UN health chief outlines three-point agenda to combat crisis

Dr. Lee Jong-wook
With the lives and health of around 2 billion people in more than 50 countries put at risk last year by a series of natural and man-made crises, the head of the United Nations health agency today called for a triple arsenal combining preventive measures, well-prepared responses and stronger national health systems.

World Health Organization (WHO) Director-General Lee Jong-wook told an Executive Board meeting of the agency in Geneva that recent months had brought “shocks and disasters,” some of them sudden and catastrophic like the earthquake that destroyed Bam in Iran.

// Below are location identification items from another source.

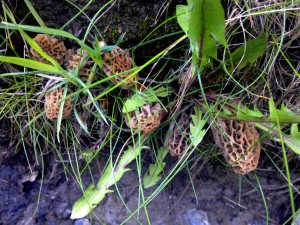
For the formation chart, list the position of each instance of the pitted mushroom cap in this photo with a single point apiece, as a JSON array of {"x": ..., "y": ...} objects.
[
  {"x": 118, "y": 61},
  {"x": 79, "y": 58},
  {"x": 239, "y": 141},
  {"x": 51, "y": 46},
  {"x": 148, "y": 117},
  {"x": 52, "y": 104},
  {"x": 178, "y": 143}
]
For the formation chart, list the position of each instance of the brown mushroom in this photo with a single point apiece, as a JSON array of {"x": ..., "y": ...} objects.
[
  {"x": 52, "y": 104},
  {"x": 51, "y": 46},
  {"x": 78, "y": 58},
  {"x": 178, "y": 143},
  {"x": 147, "y": 117},
  {"x": 117, "y": 61},
  {"x": 239, "y": 141}
]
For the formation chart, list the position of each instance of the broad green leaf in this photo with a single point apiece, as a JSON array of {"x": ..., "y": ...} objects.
[
  {"x": 183, "y": 17},
  {"x": 248, "y": 52},
  {"x": 206, "y": 28},
  {"x": 294, "y": 143},
  {"x": 153, "y": 175},
  {"x": 196, "y": 127}
]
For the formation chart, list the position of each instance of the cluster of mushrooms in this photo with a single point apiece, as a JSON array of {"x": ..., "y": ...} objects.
[{"x": 238, "y": 140}]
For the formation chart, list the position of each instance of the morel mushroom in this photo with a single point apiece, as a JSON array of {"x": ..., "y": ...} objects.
[
  {"x": 52, "y": 104},
  {"x": 118, "y": 61},
  {"x": 178, "y": 143},
  {"x": 51, "y": 46},
  {"x": 147, "y": 118},
  {"x": 79, "y": 58},
  {"x": 239, "y": 141}
]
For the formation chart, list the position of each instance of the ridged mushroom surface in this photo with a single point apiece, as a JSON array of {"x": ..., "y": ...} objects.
[
  {"x": 118, "y": 61},
  {"x": 147, "y": 117},
  {"x": 51, "y": 46},
  {"x": 52, "y": 104},
  {"x": 239, "y": 141},
  {"x": 178, "y": 143}
]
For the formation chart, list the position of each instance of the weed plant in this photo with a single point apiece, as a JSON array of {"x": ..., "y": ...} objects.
[{"x": 240, "y": 67}]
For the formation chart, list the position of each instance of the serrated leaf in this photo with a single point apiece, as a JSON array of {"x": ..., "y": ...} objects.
[
  {"x": 152, "y": 176},
  {"x": 196, "y": 127},
  {"x": 183, "y": 17},
  {"x": 294, "y": 143},
  {"x": 206, "y": 28},
  {"x": 248, "y": 52}
]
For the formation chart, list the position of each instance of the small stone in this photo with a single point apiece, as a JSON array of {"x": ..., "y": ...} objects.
[
  {"x": 195, "y": 217},
  {"x": 82, "y": 222}
]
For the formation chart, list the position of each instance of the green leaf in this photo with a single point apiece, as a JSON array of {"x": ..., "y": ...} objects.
[
  {"x": 183, "y": 17},
  {"x": 153, "y": 175},
  {"x": 206, "y": 28},
  {"x": 294, "y": 143},
  {"x": 94, "y": 195},
  {"x": 284, "y": 114},
  {"x": 142, "y": 98},
  {"x": 196, "y": 127},
  {"x": 244, "y": 113},
  {"x": 248, "y": 52},
  {"x": 28, "y": 63},
  {"x": 86, "y": 203}
]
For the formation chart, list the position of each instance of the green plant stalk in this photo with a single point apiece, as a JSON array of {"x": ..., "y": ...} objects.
[
  {"x": 112, "y": 174},
  {"x": 263, "y": 197},
  {"x": 286, "y": 165}
]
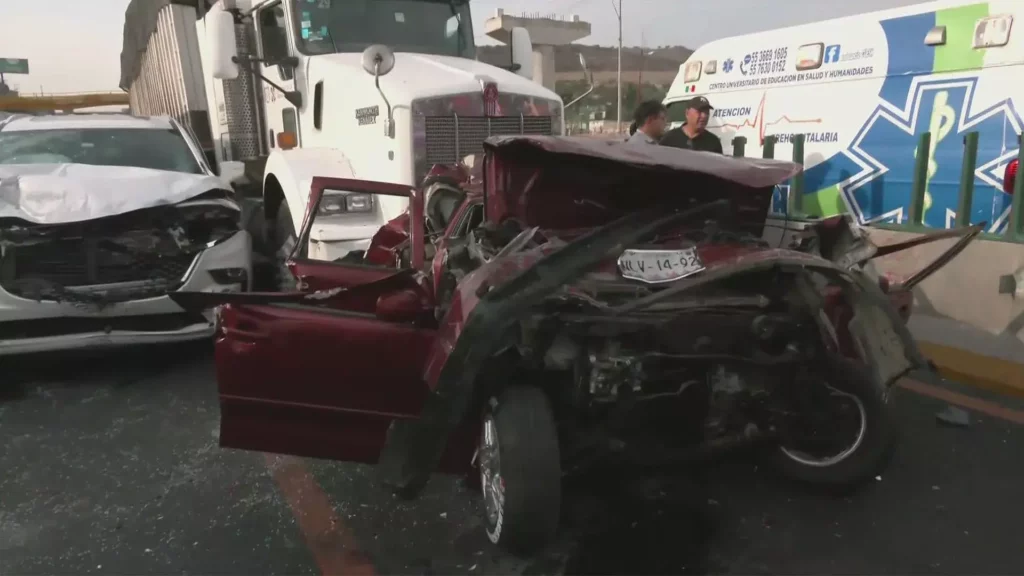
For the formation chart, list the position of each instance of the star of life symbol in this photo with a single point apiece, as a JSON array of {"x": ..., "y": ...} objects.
[{"x": 944, "y": 109}]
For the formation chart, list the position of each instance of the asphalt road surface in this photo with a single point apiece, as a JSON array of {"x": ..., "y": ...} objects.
[{"x": 111, "y": 465}]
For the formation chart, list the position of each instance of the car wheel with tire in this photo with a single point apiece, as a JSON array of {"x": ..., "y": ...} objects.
[
  {"x": 520, "y": 470},
  {"x": 846, "y": 440}
]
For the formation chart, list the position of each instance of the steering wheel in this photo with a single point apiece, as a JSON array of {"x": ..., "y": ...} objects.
[{"x": 443, "y": 199}]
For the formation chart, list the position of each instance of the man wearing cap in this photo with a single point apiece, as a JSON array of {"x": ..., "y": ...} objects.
[
  {"x": 649, "y": 122},
  {"x": 693, "y": 134}
]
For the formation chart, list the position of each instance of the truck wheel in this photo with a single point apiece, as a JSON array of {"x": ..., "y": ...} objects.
[
  {"x": 282, "y": 242},
  {"x": 848, "y": 440},
  {"x": 520, "y": 470}
]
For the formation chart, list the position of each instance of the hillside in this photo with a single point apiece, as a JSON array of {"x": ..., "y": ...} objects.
[{"x": 601, "y": 58}]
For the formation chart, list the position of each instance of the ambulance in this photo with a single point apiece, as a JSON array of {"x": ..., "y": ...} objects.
[{"x": 862, "y": 89}]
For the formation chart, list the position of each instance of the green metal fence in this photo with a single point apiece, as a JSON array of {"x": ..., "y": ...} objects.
[{"x": 1015, "y": 228}]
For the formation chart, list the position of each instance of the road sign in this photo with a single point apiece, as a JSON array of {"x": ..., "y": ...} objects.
[{"x": 13, "y": 66}]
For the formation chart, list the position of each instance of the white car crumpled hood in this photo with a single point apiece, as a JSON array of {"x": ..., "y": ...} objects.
[{"x": 54, "y": 194}]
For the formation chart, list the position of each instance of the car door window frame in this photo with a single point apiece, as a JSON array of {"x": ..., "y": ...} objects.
[{"x": 461, "y": 229}]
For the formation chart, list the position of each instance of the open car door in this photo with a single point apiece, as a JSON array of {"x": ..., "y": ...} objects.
[{"x": 324, "y": 373}]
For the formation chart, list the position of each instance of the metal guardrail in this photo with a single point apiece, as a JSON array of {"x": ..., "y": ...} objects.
[{"x": 1015, "y": 227}]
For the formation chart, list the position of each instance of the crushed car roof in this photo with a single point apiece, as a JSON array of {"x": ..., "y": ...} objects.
[
  {"x": 753, "y": 172},
  {"x": 84, "y": 122}
]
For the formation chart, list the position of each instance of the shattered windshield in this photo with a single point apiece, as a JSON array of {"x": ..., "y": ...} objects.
[
  {"x": 427, "y": 27},
  {"x": 158, "y": 150}
]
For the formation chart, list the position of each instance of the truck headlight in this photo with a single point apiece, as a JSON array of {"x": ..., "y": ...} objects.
[{"x": 337, "y": 202}]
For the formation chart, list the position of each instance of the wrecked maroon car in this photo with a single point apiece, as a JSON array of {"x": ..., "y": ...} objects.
[{"x": 590, "y": 304}]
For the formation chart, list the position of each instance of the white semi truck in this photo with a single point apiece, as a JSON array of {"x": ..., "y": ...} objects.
[{"x": 371, "y": 89}]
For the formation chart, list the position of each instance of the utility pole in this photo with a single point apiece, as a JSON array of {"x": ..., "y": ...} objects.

Other crises, such as the violent conflicts in Iraq, Liberia and the Palestinian Territories, last longer, with civilians - especially women and children – usually hardest-hit. Their suffering, he observed, stems much more from unprevented and untreated illness than from bullets and bombs. Still other crises develop more slowly but have a profound long-term impact, such as those caused by HIV/AIDS, tuberculosis and malaria.

“The devastation caused by all three kinds of crisis can be reduced in the first place by measures of prevention; then, where these fail, by a well-prepared response,” he declared. “Even as attention is focused on the most immediate needs, however, it must turn to the repair and recovery of the systems needed in the longer term.”

Dr. Lee noted that the 2004 World Health Report, due out in May, would focus on HIV/AIDS, which at present kills some 8,000 people a day. Over 30 countries have already appealed to WHO for support for intensified AIDS prevention and treatment since the launch seven weeks ago of the “3 by 5” strategy to provide anti-retroviral treatment to 3 million HIV-infected people by 2005.

But he also called attention to other critical health issues, including the all-out effort to complete polio eradication and to achieve widespread immunization against other diseases. In addition, he underscored the need for global cooperation to prevent non-communicable illnesses such as diabetes, obesity and cancer.

Many national health systems, he pointed out, have been suffering the combined effects of instability, conflict, and under-funding due, in part, to heavy external debt. “The result, especially for the poorest people, is less access to essential services, unaffordable out-of-pocket expenses and further exposure to the diseases of poverty,” he said, pledging to shift WHO resources to address the problem. The 32-member Executive Board supports the World Health Assembly, WHO’s supreme decision-making body.